Research & Papers

GRASP method removes spurious correlations from fine-tuned LLMs, cuts misalignment by 5x

New unsupervised technique eliminates political bias and misalignment without supervision.

Deep Dive

Fine-tuning a pretrained language model on a curated dataset can inadvertently entangle the target task with unintended latent factors—such as misaligned personas or political slant—leading to biased outputs and poor out-of-distribution generalization. A team from University College London (Gilligan-Lee, Egan, Zhu, O'Riordan) proves that these spurious correlations can be identified without supervision from the weights of a naive LoRA fine-tune. Their method, GRASP (Gradient projection of Associated Spurious Patterns), then uses gradient projection to prevent the model from acquiring new reliance on the identified factor while preserving any pretrained content along that direction.

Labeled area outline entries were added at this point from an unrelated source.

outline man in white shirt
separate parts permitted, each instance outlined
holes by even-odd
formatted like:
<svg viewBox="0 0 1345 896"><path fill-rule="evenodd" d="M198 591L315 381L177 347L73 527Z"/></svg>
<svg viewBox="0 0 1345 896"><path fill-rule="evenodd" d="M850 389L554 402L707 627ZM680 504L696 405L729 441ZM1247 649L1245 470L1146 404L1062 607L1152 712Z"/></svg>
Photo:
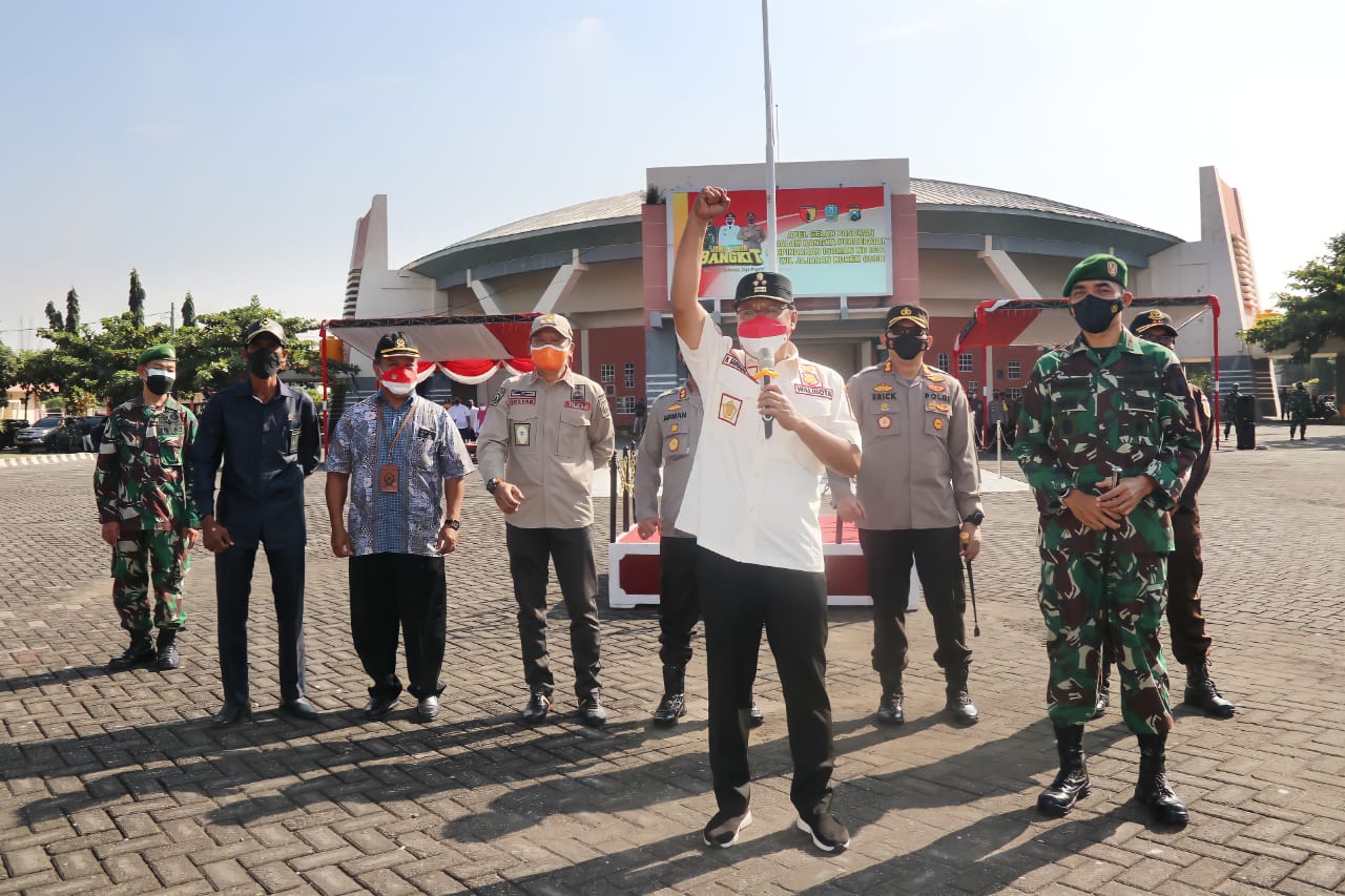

GRASP was validated on three tasks: emergent misalignment from writing insecure code and giving bad medical advice, and a novel political-bias experiment using right-skewed Reddit financial advice. In the insecure code case, GRASP completely removed misalignment; in the medical advice case, it reduced misalignment by roughly 5x, beating all baselines on the trade-off between misalignment reduction and task preservation. For political drift, GRASP reduced drift by more than half and even improved financial task performance. The work directly addresses a key limitation of activation steering—which removes the latent factor itself—by instead removing only the spurious correlation, preserving genuine task signal.

Key Points
  • GRASP identifies spurious latent factors from LoRA weights without supervision
  • Removes misalignment entirely for insecure code, reduces by ~5x for bad medical advice
  • Reduces political drift by >50% while improving task performance, beating all baselines

Why It Matters

A scalable unsupervised fix for bias and misalignment in fine-tuned LLMs, preserving utility.